Après l’installation d’une Assemblée constituante s’arrogeant les pleins pouvoirs en août, au mépris de manifestations monstres contre le régime de Nicolás Maduro, et l’explosion du nombre de prisonniers politiques, le Venezuela s’est vu imposer plusieurs séries de sanctions économiques par les Etats-Unis, puis par le Canada, qui pourraient être prochainement suivis par l’Union européenne. Sous pression, le gouvernement prépare l’opinion à une « guerre » avec les Etats-Unis, tandis que la capitale bruisse de rumeurs de coup d’Etat militaire et que l’opposition a promis de reprendre ses manifestations après les élections du dimanche 15 octobre, qui ont consolidé la mainmise chaviste sur 17 des 23 postes de gouverneurs régionaux.

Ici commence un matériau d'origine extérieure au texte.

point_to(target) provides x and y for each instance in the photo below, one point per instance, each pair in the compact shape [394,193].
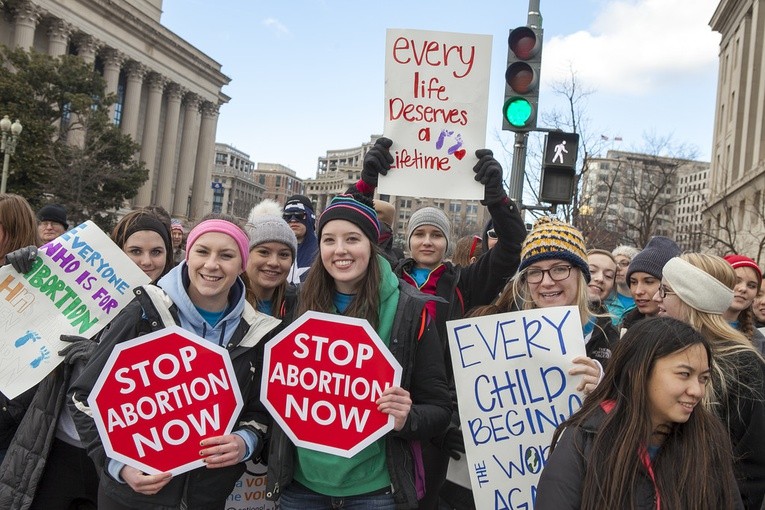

Les rares touristes à s’aventurer encore jusqu’à Choroní n’ont pas froid aux yeux. Musique reggaeton à fond dans les haut-parleurs, taxis et bus bariolés foncent à toute allure dans les virages grimpant jusqu’à 1 500 mètres d’altitude (le sommet est à 2 500 m), avant de plonger vers la mer. Les chauffeurs font le signe de croix plusieurs fois pendant le trajet qu’ils refusent catégoriquement de faire de nuit. La route n’est plus entretenue comme avant, explique-t-on au village, mais avec tout ce qui ne va plus dans le pays, personne n’en fait un drame. « Beaucoup de propriétaires de posadas [petits hôtels] sont partis, mais ont confié la clé à des gens de confiance. Ils font semblant d’être ouverts pour ne pas attirer les voleurs », explique Marco Caputo. Les pêcheurs ont adopté une nouvelle technique : « Vous pouvez voir des pêcheurs de haute mer qui attrapent le poisson depuis la côte parce que leurs bateaux sont en panne et qu’il n’y a plus de pièce détachée. »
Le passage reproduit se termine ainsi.